L’Italia è il fanalino di coda d’Europa in termini di libertà di stampa, in buona parte per la «situazione anomala a livello mondiale» sul piano della proprietà dei media. L’allarme arriva dall’organizzazione americana Freedom House, che nel proprio rapporto annuale sullo stato di salute degli organi d’informazione retrocede il nostro paese e punta l’indice sul ruolo del presidente del Consiglio, Silvio Berlusconi. «Il suo ritorno nel 2008 al posto di premier ha risvegliato i timori sulla concentrazione di mezzi di comunicazione pubblici e privati sotto una sola guida», spiega Karin Karlekar, la ricercatrice che ha guidato lo studio, anticipando il rapporto ufficiale ‘Freedom of the Press 2009’ che verrà presentato al Newseum, il museo dell’informazione e del giornalismo a Washington. La classifica globale sulla libertà di stampa, relativa a 195 paesi, è diventata da anni uno dei principali prodotti di Freedom House, un’organizzazione non-profit indipendente fondata negli Stati Uniti nel 1941 per la difesa della democrazia e la libertà nel mondo, che ebbe come prima presidente Eleanor Roosevelt.
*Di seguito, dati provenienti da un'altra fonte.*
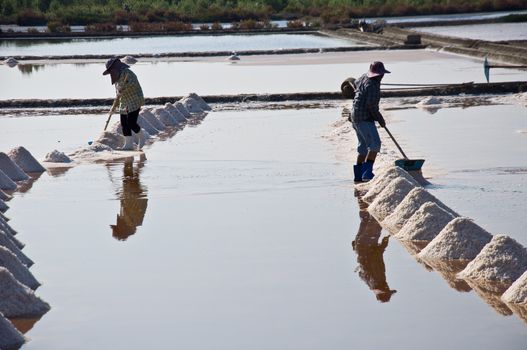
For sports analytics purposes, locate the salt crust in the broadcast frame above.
[382,187,458,233]
[0,169,17,191]
[501,271,527,305]
[368,177,415,222]
[362,166,419,203]
[0,246,40,290]
[7,146,46,173]
[458,235,527,284]
[0,313,25,350]
[0,152,29,181]
[0,231,33,267]
[395,202,455,241]
[0,267,50,317]
[44,150,71,163]
[418,217,492,260]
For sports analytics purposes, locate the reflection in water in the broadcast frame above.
[110,154,148,241]
[352,193,396,303]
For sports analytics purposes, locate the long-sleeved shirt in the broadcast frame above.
[115,68,145,114]
[351,74,384,122]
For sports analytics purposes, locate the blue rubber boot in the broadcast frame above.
[353,164,364,182]
[362,162,375,182]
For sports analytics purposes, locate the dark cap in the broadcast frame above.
[368,61,391,78]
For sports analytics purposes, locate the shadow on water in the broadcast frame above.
[351,192,397,303]
[107,154,148,241]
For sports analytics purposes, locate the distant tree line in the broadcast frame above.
[0,0,526,26]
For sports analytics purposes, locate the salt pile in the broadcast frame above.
[0,267,50,317]
[368,177,415,222]
[7,146,46,173]
[0,246,40,290]
[362,166,419,203]
[501,271,527,305]
[44,150,72,163]
[395,202,455,241]
[0,170,17,191]
[458,235,527,284]
[0,152,29,181]
[0,313,25,350]
[382,187,458,233]
[139,108,166,131]
[419,217,492,260]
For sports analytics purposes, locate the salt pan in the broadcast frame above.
[0,313,25,350]
[382,187,458,233]
[0,169,17,191]
[0,247,40,290]
[395,202,455,241]
[419,217,492,260]
[501,271,527,305]
[458,235,527,284]
[368,177,415,221]
[7,146,46,173]
[0,152,29,181]
[44,150,72,163]
[0,267,50,317]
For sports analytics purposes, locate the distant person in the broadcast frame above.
[349,62,390,182]
[102,57,145,151]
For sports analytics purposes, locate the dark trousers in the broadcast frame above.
[121,109,141,136]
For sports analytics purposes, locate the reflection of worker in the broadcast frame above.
[352,190,396,303]
[110,156,148,241]
[350,62,390,182]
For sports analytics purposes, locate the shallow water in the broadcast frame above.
[0,108,527,350]
[413,22,527,41]
[0,50,527,99]
[0,34,364,56]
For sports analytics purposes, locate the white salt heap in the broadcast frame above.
[395,202,455,241]
[139,108,166,131]
[0,246,40,290]
[7,146,46,173]
[0,170,17,191]
[368,177,415,222]
[382,187,458,233]
[362,165,419,203]
[0,313,25,350]
[418,217,492,260]
[458,235,527,284]
[0,152,29,181]
[0,267,50,318]
[44,150,72,163]
[501,271,527,305]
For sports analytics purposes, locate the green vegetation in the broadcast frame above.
[0,0,525,31]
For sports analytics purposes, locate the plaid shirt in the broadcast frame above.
[115,68,145,114]
[350,74,384,123]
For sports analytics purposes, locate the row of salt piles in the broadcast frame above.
[362,166,527,320]
[0,147,50,349]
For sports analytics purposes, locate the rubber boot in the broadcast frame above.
[362,162,375,182]
[121,136,134,151]
[353,164,364,183]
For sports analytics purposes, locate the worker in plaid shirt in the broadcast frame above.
[103,57,145,150]
[349,62,390,182]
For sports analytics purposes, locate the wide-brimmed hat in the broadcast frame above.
[368,61,391,78]
[102,57,130,75]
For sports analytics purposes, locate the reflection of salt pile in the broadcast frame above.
[458,235,527,284]
[368,177,415,221]
[0,313,24,350]
[7,146,46,173]
[419,217,492,260]
[395,202,454,241]
[501,271,527,306]
[44,150,71,163]
[0,267,50,317]
[0,152,29,181]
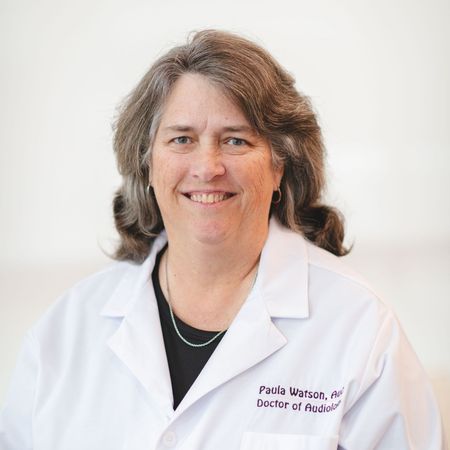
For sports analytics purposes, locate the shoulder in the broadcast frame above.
[30,262,139,337]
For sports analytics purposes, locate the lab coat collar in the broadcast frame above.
[102,219,308,420]
[102,218,309,319]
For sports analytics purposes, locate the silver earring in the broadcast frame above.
[272,186,281,205]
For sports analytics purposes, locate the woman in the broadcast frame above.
[0,31,444,450]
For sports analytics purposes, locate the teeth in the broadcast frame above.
[190,194,228,204]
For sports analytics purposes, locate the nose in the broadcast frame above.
[192,144,225,181]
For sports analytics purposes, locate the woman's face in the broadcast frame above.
[150,74,282,245]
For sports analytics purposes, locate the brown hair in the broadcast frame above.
[114,30,348,262]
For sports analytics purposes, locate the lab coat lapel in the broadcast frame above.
[174,286,287,419]
[102,236,173,416]
[174,219,309,418]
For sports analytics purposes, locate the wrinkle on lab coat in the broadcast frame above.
[0,219,445,450]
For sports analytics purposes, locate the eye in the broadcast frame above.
[227,138,247,146]
[172,136,192,145]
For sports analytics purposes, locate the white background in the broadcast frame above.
[0,0,450,435]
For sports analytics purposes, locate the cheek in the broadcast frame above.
[151,151,182,194]
[236,159,276,200]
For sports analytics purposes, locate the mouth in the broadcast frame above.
[183,192,235,205]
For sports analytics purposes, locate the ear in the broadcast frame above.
[273,164,284,191]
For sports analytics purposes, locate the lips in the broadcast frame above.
[184,192,234,205]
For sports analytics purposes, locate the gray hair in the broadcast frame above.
[113,30,347,262]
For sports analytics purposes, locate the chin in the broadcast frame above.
[193,221,231,245]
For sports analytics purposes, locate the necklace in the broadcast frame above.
[164,250,258,348]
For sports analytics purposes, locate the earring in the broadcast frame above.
[272,186,281,205]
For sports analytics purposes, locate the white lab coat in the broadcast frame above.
[0,219,445,450]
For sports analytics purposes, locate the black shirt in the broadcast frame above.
[152,248,223,409]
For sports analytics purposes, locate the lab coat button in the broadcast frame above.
[162,431,177,447]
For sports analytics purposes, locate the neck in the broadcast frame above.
[159,225,267,331]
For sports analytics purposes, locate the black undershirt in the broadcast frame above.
[152,248,223,409]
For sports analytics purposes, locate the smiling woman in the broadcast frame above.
[150,74,283,250]
[0,30,445,450]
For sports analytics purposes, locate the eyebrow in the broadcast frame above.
[163,125,255,133]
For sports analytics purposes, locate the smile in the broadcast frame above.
[185,192,234,204]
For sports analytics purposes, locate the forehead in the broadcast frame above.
[160,74,250,127]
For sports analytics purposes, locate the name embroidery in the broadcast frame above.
[256,385,344,414]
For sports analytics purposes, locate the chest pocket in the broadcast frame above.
[240,432,338,450]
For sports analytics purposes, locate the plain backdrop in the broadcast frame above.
[0,0,450,435]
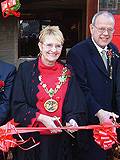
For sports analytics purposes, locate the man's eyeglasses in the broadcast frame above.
[42,43,63,50]
[93,25,114,34]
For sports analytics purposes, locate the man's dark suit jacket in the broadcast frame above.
[67,38,119,124]
[0,61,16,126]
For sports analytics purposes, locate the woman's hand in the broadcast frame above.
[66,119,78,133]
[37,114,62,133]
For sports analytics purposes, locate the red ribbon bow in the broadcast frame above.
[93,127,117,150]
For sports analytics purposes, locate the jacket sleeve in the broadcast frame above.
[67,49,101,116]
[11,64,38,126]
[63,66,87,125]
[0,65,16,125]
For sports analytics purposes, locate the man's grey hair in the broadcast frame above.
[92,11,115,25]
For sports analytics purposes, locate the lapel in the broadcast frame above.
[88,39,109,77]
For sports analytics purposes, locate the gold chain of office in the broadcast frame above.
[39,67,68,112]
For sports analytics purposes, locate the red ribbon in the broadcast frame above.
[0,121,120,152]
[2,0,20,18]
[93,127,118,150]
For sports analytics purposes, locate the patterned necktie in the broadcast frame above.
[101,50,108,69]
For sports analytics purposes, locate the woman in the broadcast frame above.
[12,26,85,160]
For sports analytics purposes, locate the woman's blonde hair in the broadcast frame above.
[39,26,64,44]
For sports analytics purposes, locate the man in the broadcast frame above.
[0,61,16,160]
[67,11,119,160]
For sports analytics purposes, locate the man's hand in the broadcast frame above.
[95,109,119,124]
[37,114,62,133]
[66,119,78,133]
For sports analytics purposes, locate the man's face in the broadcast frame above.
[90,15,114,48]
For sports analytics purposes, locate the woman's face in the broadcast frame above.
[39,35,62,66]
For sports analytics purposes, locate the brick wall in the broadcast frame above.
[0,16,18,65]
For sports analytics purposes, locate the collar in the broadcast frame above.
[92,37,108,56]
[38,57,58,70]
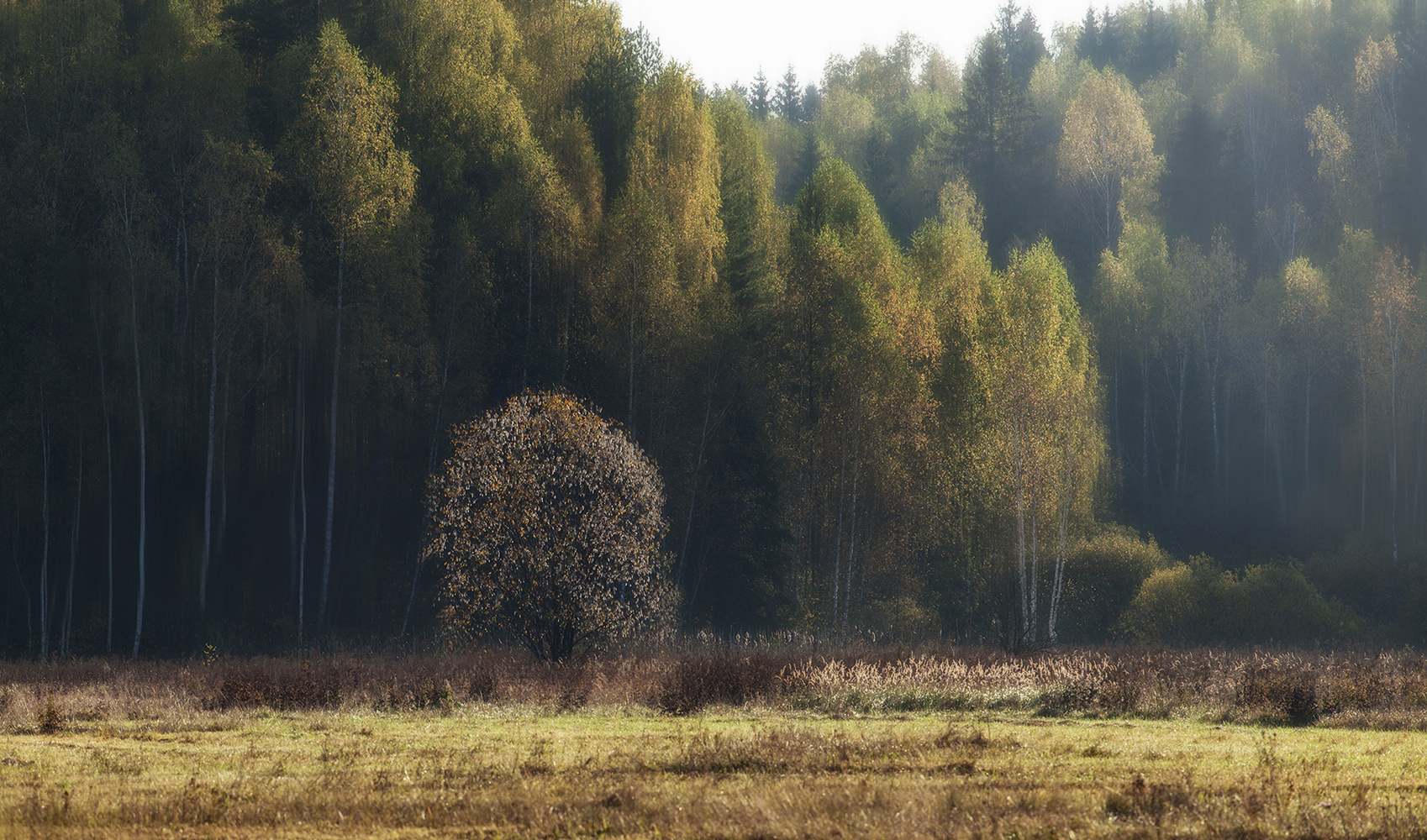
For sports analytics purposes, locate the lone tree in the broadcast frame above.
[425,392,673,660]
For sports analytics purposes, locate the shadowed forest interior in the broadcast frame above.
[0,0,1427,656]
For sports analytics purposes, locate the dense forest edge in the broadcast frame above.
[0,0,1427,658]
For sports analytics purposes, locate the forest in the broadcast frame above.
[0,0,1427,658]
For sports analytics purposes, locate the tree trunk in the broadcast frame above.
[673,366,728,586]
[521,218,535,391]
[10,519,34,656]
[40,402,50,659]
[129,254,149,659]
[317,235,347,629]
[198,260,219,625]
[94,318,114,654]
[1387,335,1397,564]
[628,266,640,439]
[213,344,233,575]
[1303,368,1313,491]
[1358,365,1367,535]
[60,448,84,656]
[842,402,862,640]
[1010,425,1030,648]
[401,318,455,639]
[1174,351,1188,511]
[1140,347,1151,507]
[297,351,307,654]
[1046,442,1073,644]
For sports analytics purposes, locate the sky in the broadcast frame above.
[617,0,1101,87]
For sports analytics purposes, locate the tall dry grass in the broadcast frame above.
[0,646,1427,733]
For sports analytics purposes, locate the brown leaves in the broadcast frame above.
[425,392,673,659]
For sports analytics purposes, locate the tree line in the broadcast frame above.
[0,0,1427,656]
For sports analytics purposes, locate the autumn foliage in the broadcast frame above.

Per il settimo anno consecutivo, la libertà dei giornalisti di fare il loro lavoro è diminuita nel mondo, secondo i ricercatori americani. Solo il 17% della popolazione mondiale vive oggi in paesi dove esiste una stampa che viene ritenuta pienamente libera. Freedom House assegna ai paesi una ‘rating’ che va da 0 (i più liberi) a 100 (i meno liberi) sulla base dell’analisi dell’ambiente legale, politico ed economico in cui lavorano i media. L’Italia è scesa dalla fascia alta, quella dei paesi liberi, alla fascia intermedia dei paesi «parzialmente liberi», con un rating di 32 che ne fa l’unico paese dell’Europa occidentale ad essere stato degradato. Solo la Turchia, se viene considerata come parte dell’Europa occidentale, risulta messa peggio. «Le cause della nostra decisione – afferma la Karlekar – sono legate all’aumento del ricorso ai tribunali e alle denunce per diffamazione, e anche all’aumento di intimidazioni fisiche ed extralegali da parte sia del crimine organizzato, sia di gruppi di estrema destra. Ma la concentrazione della proprietà dei media è il motivo principale del nostro voto e il problema principale dell’Italia, da questo punto di vista, è rappresentato dalla figura del premier»
Freedom House afferma di non aver rilevato al momento segnali di attacco alla libertà dei media da parte del governo «come negli anni 2005 e 2006», ma Karlekar ritiene che per l’Italia sia urgente «affrontare il nodo della concentrazione dei media nelle mani di un solo magnate: è un caso unico al mondo». La libertà di stampa sembra radicata soprattutto nel nord d’Europa e nei paesi scandinavi: Islanda, Finlandia, Norvegia, Danimarca e Svezia occupano le prime cinque posizioni mondiali per il rapporto. I peggiori sono invece Corea del Nord (98), Turkmenistan, Birmania, Libia, Eritrea e Cuba. Come tutte le classifiche, anche quella di Freedom House non è stata ovviamente in questi anni esente da critiche metodologiche, soprattutto per la tendenza spesso a considerare “liberi” paesi che semplicemente non hanno alcuna regolamentazione dei media.